実施例1では、中間転写ベルト10の動摩擦係数を変化させるために、領域Xにおける表層40に対して溝45を形成する加工を行ったが、他の方法として、研磨強度を変える方法も可能である。具体的には、中間転写ベルト10の外周面の領域Xを粗いラッピングフィルム(Lapika#2000(商品名)、KOVAX社製)で研磨し、領域Yを細やかなラッピングフィルム(Lapika#10000(商品名)、KOVAX社製)で研磨する。細やかなラッピングフィルムに比べて粗いラッピングフィルムで研磨した方が、表面粗さが大きく、また、固体潤滑剤の露出面積が増えるため動摩擦係数を小さくすることができる。
領域Xと領域Yにおける動摩擦係数を変化させる他の方法としては、潤滑粒子を含む塗工液を領域Xにスプレー塗布する方法もある。スプレー塗布部は表面粗さが大きく、また、固体潤滑剤の露出面積が増えるため動摩擦係数を小さくすることができる。
1 画像形成装置
2 感光ドラム
8 中間転写ベルト
16 ベルトクリーニング手段
16a クリーニングブレード

Claims (16)

  1. トナー像を担持する像担持体と、前記像担持体に当接し、前記像担持体に担持されたトナー像を一次転写される移動可能な中間転写体と、前記中間転写体の移動方向に関して、前記中間転写体に一次転写されたトナー像を前記中間転写体から転写材に二次転写する二次転写部よりも下流側に設けられ、前記中間転写体に当接する当接部材と、を備え、前記二次転写部を通過した後に前記中間転写体に残留したトナーを前記当接部材によって回収手段に回収する画像形成装置において、
    前記中間転写体は、前記中間転写体と前記当接部材とが当接する外周面側に、前記移動方向と交差する前記中間転写体の幅方向に関する前記当接部材の全域と前記中間転写体とが当接する領域であって、前記移動方向に関して第1の動摩擦係数を有する第1の領域と、前記幅方向に関する前記当接部材の全域と前記中間転写体とが当接する領域であって、前記移動方向に関して前記第1の動摩擦係数よりも大きい値の第2の動摩擦係数を有する第2の領域と、を有し、
    前記中間転写体は、前記第1の領域に、前記幅方向に関して前記移動方向に沿った複数の溝が形成されており、
    前記移動方向に関して、前記第2の領域の距離は、前記第1の領域の距離よりも短く、且つ前記当接部材と前記中間転写体とが接触している距離よりも長いことを特徴とする画像形成装置。
  2. 前記中間転写体は無端状のベルト部材であり、前記移動方向に関して、前記中間転写体には、前記第1の領域から前記第2の領域に切替わる第1切替点と、前記第2の領域から前記第1の領域に切替わる第2切替点が、それぞれ1つずつ形成されていることを特徴とする請求項1に記載の画像形成装置。

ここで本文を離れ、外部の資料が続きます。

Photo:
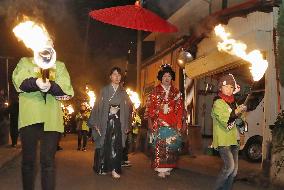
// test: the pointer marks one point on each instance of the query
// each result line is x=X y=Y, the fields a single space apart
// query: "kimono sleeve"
x=150 y=111
x=20 y=73
x=179 y=110
x=63 y=79
x=94 y=115
x=221 y=113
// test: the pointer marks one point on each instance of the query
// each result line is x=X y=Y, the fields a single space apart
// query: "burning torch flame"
x=36 y=37
x=233 y=47
x=134 y=97
x=33 y=35
x=70 y=109
x=92 y=98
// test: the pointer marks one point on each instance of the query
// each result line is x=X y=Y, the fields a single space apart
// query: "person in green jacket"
x=225 y=133
x=40 y=117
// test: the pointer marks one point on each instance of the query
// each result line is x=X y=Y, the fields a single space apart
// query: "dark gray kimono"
x=99 y=114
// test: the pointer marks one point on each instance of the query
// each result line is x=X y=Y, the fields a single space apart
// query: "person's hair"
x=115 y=69
x=166 y=69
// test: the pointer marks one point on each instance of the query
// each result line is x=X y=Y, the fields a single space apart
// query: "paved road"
x=74 y=172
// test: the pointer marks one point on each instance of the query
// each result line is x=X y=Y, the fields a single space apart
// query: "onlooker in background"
x=82 y=128
x=225 y=133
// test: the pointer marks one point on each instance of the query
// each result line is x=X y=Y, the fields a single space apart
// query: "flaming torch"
x=237 y=48
x=134 y=97
x=36 y=38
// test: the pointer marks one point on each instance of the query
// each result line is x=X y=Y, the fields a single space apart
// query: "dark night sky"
x=66 y=21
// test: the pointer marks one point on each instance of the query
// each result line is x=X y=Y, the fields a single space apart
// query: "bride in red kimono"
x=164 y=111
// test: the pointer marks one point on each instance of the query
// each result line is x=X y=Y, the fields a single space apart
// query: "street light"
x=184 y=57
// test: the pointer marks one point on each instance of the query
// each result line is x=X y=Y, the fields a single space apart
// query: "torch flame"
x=237 y=48
x=34 y=35
x=92 y=98
x=134 y=97
x=70 y=109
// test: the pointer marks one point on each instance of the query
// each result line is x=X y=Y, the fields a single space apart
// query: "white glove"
x=240 y=109
x=64 y=97
x=43 y=86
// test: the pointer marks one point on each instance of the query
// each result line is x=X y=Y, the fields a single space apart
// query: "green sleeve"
x=20 y=73
x=221 y=113
x=63 y=79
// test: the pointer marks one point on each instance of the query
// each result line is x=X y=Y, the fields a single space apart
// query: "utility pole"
x=139 y=56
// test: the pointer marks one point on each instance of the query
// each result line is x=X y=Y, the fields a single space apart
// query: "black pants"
x=125 y=149
x=30 y=135
x=82 y=134
x=14 y=133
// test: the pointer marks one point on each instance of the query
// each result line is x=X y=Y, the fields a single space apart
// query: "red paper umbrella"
x=134 y=17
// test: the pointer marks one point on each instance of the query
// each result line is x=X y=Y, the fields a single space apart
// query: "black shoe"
x=126 y=164
x=59 y=148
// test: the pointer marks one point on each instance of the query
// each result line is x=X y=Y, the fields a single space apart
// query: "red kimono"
x=165 y=109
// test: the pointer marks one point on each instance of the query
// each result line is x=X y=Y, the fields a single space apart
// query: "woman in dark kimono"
x=109 y=120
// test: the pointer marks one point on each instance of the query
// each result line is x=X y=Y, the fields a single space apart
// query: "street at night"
x=141 y=94
x=74 y=171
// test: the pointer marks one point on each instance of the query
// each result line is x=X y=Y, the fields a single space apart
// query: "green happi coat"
x=221 y=135
x=32 y=106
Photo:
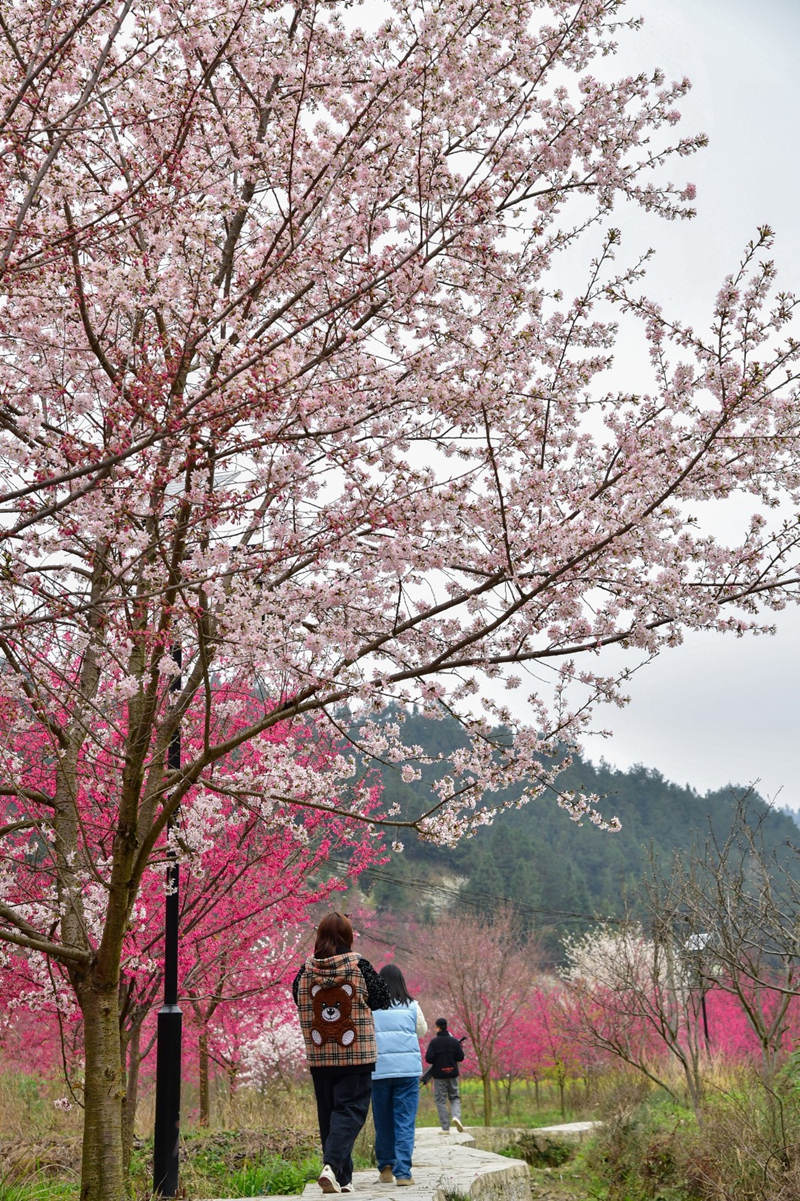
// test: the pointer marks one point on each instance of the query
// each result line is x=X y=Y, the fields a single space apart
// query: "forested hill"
x=557 y=873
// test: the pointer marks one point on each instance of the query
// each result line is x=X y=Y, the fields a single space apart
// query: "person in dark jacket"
x=335 y=992
x=445 y=1053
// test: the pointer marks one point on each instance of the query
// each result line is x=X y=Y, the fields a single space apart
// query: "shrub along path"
x=446 y=1167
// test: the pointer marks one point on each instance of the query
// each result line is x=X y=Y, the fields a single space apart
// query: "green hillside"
x=557 y=873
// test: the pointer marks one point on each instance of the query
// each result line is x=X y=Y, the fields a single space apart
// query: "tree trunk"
x=102 y=1172
x=487 y=1099
x=204 y=1082
x=131 y=1093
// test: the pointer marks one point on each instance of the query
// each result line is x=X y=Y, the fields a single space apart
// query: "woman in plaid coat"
x=335 y=992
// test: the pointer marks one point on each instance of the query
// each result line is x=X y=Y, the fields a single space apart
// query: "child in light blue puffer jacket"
x=395 y=1080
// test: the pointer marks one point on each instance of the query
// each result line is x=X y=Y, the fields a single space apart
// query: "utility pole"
x=167 y=1118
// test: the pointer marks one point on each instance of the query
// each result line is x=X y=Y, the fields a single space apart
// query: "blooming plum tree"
x=287 y=381
x=483 y=974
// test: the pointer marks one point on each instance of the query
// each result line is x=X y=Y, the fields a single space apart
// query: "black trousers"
x=342 y=1105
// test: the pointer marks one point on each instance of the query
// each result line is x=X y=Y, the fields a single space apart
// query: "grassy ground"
x=256 y=1145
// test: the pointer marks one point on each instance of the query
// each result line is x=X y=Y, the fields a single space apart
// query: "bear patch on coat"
x=332 y=1008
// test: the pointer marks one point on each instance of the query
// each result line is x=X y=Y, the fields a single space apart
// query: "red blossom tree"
x=287 y=380
x=481 y=974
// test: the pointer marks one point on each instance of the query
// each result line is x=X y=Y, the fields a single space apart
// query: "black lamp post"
x=167 y=1118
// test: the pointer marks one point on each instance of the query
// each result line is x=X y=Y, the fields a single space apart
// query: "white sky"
x=717 y=710
x=722 y=710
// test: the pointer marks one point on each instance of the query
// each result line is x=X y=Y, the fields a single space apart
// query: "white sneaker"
x=327 y=1179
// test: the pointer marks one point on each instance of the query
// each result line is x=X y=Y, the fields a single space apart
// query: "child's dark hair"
x=395 y=984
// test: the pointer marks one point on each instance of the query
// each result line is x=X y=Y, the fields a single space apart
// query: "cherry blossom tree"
x=288 y=384
x=636 y=997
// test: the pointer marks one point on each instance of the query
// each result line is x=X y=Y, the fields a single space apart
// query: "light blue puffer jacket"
x=398 y=1032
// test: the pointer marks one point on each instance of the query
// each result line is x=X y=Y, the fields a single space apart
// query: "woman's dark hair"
x=334 y=931
x=395 y=984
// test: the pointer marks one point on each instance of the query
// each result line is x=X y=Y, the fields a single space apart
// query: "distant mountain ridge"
x=557 y=874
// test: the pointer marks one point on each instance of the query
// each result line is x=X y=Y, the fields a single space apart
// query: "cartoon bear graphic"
x=332 y=1007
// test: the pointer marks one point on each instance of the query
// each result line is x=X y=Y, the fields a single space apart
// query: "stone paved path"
x=446 y=1167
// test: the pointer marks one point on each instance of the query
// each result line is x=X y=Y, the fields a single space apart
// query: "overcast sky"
x=722 y=710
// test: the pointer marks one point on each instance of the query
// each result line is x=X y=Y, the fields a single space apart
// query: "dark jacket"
x=445 y=1055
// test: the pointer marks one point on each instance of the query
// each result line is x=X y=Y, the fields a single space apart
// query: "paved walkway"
x=446 y=1167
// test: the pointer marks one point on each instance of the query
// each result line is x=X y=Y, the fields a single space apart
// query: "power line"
x=524 y=906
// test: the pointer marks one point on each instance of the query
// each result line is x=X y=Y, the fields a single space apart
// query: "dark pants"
x=342 y=1105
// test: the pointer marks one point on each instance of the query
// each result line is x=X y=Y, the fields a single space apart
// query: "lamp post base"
x=167 y=1118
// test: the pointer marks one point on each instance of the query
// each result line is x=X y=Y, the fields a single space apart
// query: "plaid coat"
x=334 y=1014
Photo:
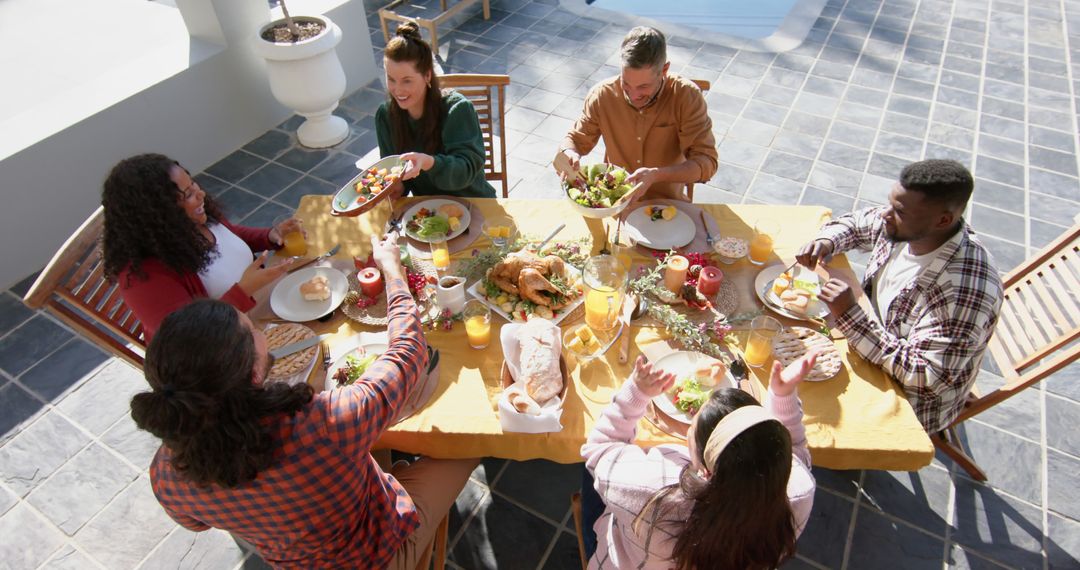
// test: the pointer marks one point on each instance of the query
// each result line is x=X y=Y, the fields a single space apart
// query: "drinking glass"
x=477 y=317
x=440 y=252
x=499 y=229
x=759 y=343
x=605 y=280
x=760 y=246
x=623 y=250
x=293 y=243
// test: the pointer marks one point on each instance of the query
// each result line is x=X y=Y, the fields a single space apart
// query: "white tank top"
x=224 y=271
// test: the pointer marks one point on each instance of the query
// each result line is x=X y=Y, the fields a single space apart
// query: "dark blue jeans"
x=592 y=507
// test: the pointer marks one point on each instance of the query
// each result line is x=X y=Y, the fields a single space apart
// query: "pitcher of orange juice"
x=605 y=280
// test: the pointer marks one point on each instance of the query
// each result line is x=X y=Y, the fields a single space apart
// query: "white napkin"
x=512 y=420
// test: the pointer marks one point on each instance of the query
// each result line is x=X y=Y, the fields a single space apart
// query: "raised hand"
x=258 y=274
x=785 y=381
x=651 y=381
x=415 y=163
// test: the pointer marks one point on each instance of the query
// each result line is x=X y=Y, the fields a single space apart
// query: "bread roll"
x=315 y=289
x=539 y=341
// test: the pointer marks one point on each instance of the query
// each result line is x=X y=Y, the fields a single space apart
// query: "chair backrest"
x=1039 y=324
x=488 y=95
x=72 y=286
x=703 y=85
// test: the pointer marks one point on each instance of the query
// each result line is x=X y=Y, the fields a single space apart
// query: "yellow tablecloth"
x=859 y=419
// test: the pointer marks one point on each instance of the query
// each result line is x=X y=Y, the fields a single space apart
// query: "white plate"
x=287 y=302
x=477 y=290
x=433 y=205
x=683 y=364
x=359 y=351
x=660 y=234
x=772 y=301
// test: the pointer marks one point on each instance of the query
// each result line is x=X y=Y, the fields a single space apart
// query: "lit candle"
x=675 y=273
x=709 y=281
x=370 y=282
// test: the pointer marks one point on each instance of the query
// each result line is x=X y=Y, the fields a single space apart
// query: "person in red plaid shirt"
x=284 y=469
x=934 y=292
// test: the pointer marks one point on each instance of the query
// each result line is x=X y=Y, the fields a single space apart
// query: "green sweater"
x=459 y=166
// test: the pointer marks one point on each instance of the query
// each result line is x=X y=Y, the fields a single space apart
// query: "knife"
x=332 y=253
x=289 y=349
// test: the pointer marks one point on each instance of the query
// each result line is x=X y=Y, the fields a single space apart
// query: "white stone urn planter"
x=308 y=78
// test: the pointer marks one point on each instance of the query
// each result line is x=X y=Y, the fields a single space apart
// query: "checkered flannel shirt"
x=936 y=329
x=324 y=503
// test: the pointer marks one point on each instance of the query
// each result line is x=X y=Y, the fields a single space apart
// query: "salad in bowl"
x=596 y=191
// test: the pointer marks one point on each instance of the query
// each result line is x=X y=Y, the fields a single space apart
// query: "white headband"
x=729 y=428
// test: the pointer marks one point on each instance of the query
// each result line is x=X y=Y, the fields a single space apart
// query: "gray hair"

  3. 前記移動方向に関して、前記第1切替点から前記第2切替点までの距離が前記第2の領域の距離であり、前記第2切替点から前記第1切替点までの距離が前記第1の領域の距離であることを特徴とする請求項2に記載の画像形成装置。
  4. 前記第1の領域において、複数の前記溝は、前記移動方向に関して連続して形成されていることを特徴とする請求項1乃至3のいずれか1項に記載の画像形成装置。
  5. 前記中間転写体は、前記第2の領域には、前記幅方向に関して前記移動方向に沿った複数の溝が形成されていないことを特徴とする請求項4に記載の画像形成装置。
  6. 前記中間転写体は、前記第2の領域に、前記幅方向に関して前記移動方向に沿った複数の溝が形成されており、
    前記幅方向に関して、前記第1の領域における複数の前記溝の密度よりも、前記第2の領域における複数の前記溝の密度が低いことを特徴とする請求項4に記載の画像形成装置。
  7. 前記第1の動摩擦係数の値と、前記第2の動摩擦係数の値との差が0.05以上であることを特徴とする請求項1乃至のいずれか1項に記載の画像形成装置。
  8. 前記第1の領域における表面粗さの値よりも、前記第2の領域における表面粗さの値が小さいことを特徴とする請求項1乃至のいずれか1項に記載の画像形成装置。
  9. 前記幅方向に関して、前記第1の領域の幅及び前記第2の領域の幅は、前記当接部材の幅よりも大きいことを特徴とする請求項1乃至のいずれか1項に記載の画像形成装置。
  10. 前記中間転写体は、前記中間転写体の厚さ方向に関して、前記中間転写体を構成する複数の層のうち最も厚い層であってイオン導電剤を添加された基層と、前記基層の表面に形成された表層と、を有し、前記第1の領域及び前記第2の領域は、前記表層に形成された領域であることを特徴とする請求項1乃至のいずれか1項に記載の画像形成装置。
  11. 前記表層の厚さは、3μm以下に設定されていることを特徴とする請求項10に記載の画像形成装置。
  12. 前記表層は、アクリル共重合体で形成されていることを特徴とする請求項10又は11に記載の画像形成装置。
  13. 前記表層は、フッ素含有粒子が添加されていることを特徴とする請求項10乃至12のいずれか1項に記載の画像形成装置。
  14. 前記フッ素含有粒子は、ポリテトラフルオロエチレン(PTFE)であることを特徴とする請求項13に記載の画像形成装置。
  15. 前記当接部材は、ポリウレタンで形成されたブレードであることを特徴とする請求項1乃至14のいずれか1項に記載の画像形成装置。
  16. 前記当接部材は、前記中間転写体に対しカウンター方向で当接されていることを特徴とする請求項1乃至15のいずれか1項に記載の画像形成装置。